El banquete celestial de Daniel Ray-Pollock

Un libro de relatos y una novela fueron suficientes para situar a Donald Ray Pollock como excelso heredero de los autores del gótico sureño, o, mejor, como eslabón inesperado y mordaz entre los clásicos del difuso género y sus renovadores. De hecho, en El diablo a todas horas, su otra novela, podíamos encontrar tanto la idea de redención de Flannery O’Connor como la violencia explícita de Cormac MacCarthy. Personajes como el niño inmerso en una religiosidad compulsiva que no entiende, el predicador alucinado y sin escrúpulos, o los fenómenos de feria, aparecían allí caricaturizados junto a otros de más reciente inclusión en el canon, como los asesinos en serie o los corruptos representantes del orden.

La transición entre ambas aproximaciones a la misma tradición literaria se hacía evidente en la parte final del texto, cuando Pollock, redoblando su tono cáustico, pasaba de recrear elementos característicos a sumergirse de lleno en un delirante thriller con soporte de road movie. Y por esos derroteros transita su segunda novela, El banquete celestial, un western escatológico, pero no ya en la acepción trascendente del término, sino en la que remite, con toda intención, a residuos menos espirituales.

Porque el texto supura inmundicia física y moral, aunque los vapores que de aquella se desprenden quedan suavizados por los aires de comedia que dominan la narración, y por la empatía que el autor muestra con los personajes más desesperados, abrumados por la miseria y el más negro de los futuros.

Como los hermanos Jewett, explotados por un sanguinario terrateniente, a los que su padre prometía un banquete celestial en el otro mundo como compensación a las penurias pasadas en este. A la muerte de su progenitor, los tres hermanos, el mayor y más sensato con poco más de veinte años, el siguiente con graves limitaciones intelectuales y el menor, un adolescente violento y cínico, deciden no esperar a la otra vida para saciar su hambre acumulada y resuelven atracar el banco más próximo. La torpeza de sus sucesivas incursiones delictivas no mermará, sin embargo, la leyenda que irá rodeándoles ni la recompensa a la que aspiran sus perseguidores.

Una segunda línea argumental la protagoniza la familia Fiddler, casi en la ruina después de haber perdido sus ahorros en una estafa y con un hijo adolescente holgazán y alcoholizado. Cuando este desaparece, su padre decide ir a buscarlo al pueblo donde el Ejército ha instalado un campamento de instrucción para reclutas que partirán hacia la Gran Guerra europea.
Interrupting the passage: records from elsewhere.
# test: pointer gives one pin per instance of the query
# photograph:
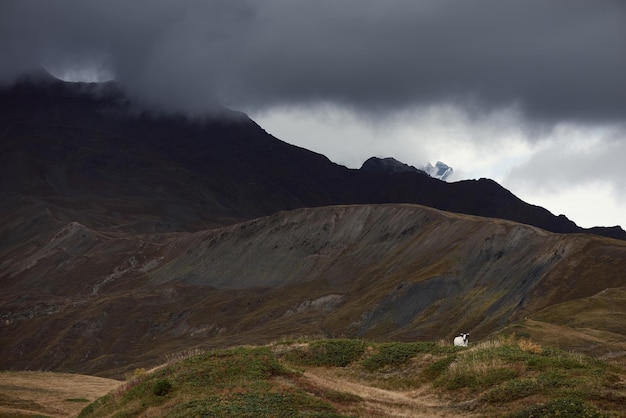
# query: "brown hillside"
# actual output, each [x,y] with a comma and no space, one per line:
[101,301]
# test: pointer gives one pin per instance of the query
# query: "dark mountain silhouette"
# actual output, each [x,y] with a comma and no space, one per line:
[127,235]
[88,146]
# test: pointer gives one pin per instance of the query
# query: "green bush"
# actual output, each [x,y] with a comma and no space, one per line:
[328,353]
[395,354]
[161,387]
[434,370]
[562,408]
[512,390]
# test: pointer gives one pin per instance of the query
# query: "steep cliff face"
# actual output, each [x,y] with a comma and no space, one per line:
[88,150]
[372,271]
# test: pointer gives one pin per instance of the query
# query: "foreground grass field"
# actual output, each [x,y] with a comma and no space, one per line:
[335,378]
[332,378]
[46,394]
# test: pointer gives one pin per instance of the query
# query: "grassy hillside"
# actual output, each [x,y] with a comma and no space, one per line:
[105,302]
[344,377]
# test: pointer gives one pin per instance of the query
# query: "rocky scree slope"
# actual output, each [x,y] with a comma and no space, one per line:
[90,301]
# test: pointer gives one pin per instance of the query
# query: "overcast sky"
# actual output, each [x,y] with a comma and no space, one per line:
[530,93]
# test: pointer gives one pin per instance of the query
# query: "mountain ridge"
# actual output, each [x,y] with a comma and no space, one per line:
[127,235]
[89,139]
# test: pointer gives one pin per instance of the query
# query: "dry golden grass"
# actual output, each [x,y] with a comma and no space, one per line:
[50,394]
[377,402]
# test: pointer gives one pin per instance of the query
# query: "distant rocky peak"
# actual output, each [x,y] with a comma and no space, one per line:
[439,171]
[388,166]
Como era previsible, ambas líneas acabarán convergiendo, y será otro marginado que huye de la justicia, el negro Sugar, quien comience a entrelazarlas, cruzándose sucesivamente con el padre, con los hermanos y con sus perseguidores. Todo un entramado, pues, de episodios delirantes teñidos de humor negro que van dejando al descubierto la miserable naturaleza de unos y la terrible ingenuidad de otros.

Especial atención sigue prestando Pollock a sus abundantes secundarios: todos tiene un nombre y una historia, aunque solo aparezcan en un par de párrafos. Algunos entran y salen de escena tras ser dibujados con someras pinceladas, las suficientes para hacernos cargo de sus fracasos, sus obsesiones y sus tristes destinos. Otros tienen un mayor recorrido, como el teniente apasionado admirador de la Antigüedad clásica, que acabará descubriendo sus preferencias sexuales tras un primer y desastroso encuentro; o el solitario limpiador de letrinas ascendido por el Consistorio a inspector sanitario. Pero también el proxeneta que pretende rentabilizar la presencia de reclutas, o su guardaespaldas, frustrado en sus aspiraciones de entrar en una orden religiosa. Personajes desorientados que se contraponen a los despiadados detentadores del poder local, a alguaciles y fiscales corruptos, e incluso, de nuevo, a un asesino en serie: una fauna grotesca representativa de todos los vicios y locuras de la América más profunda.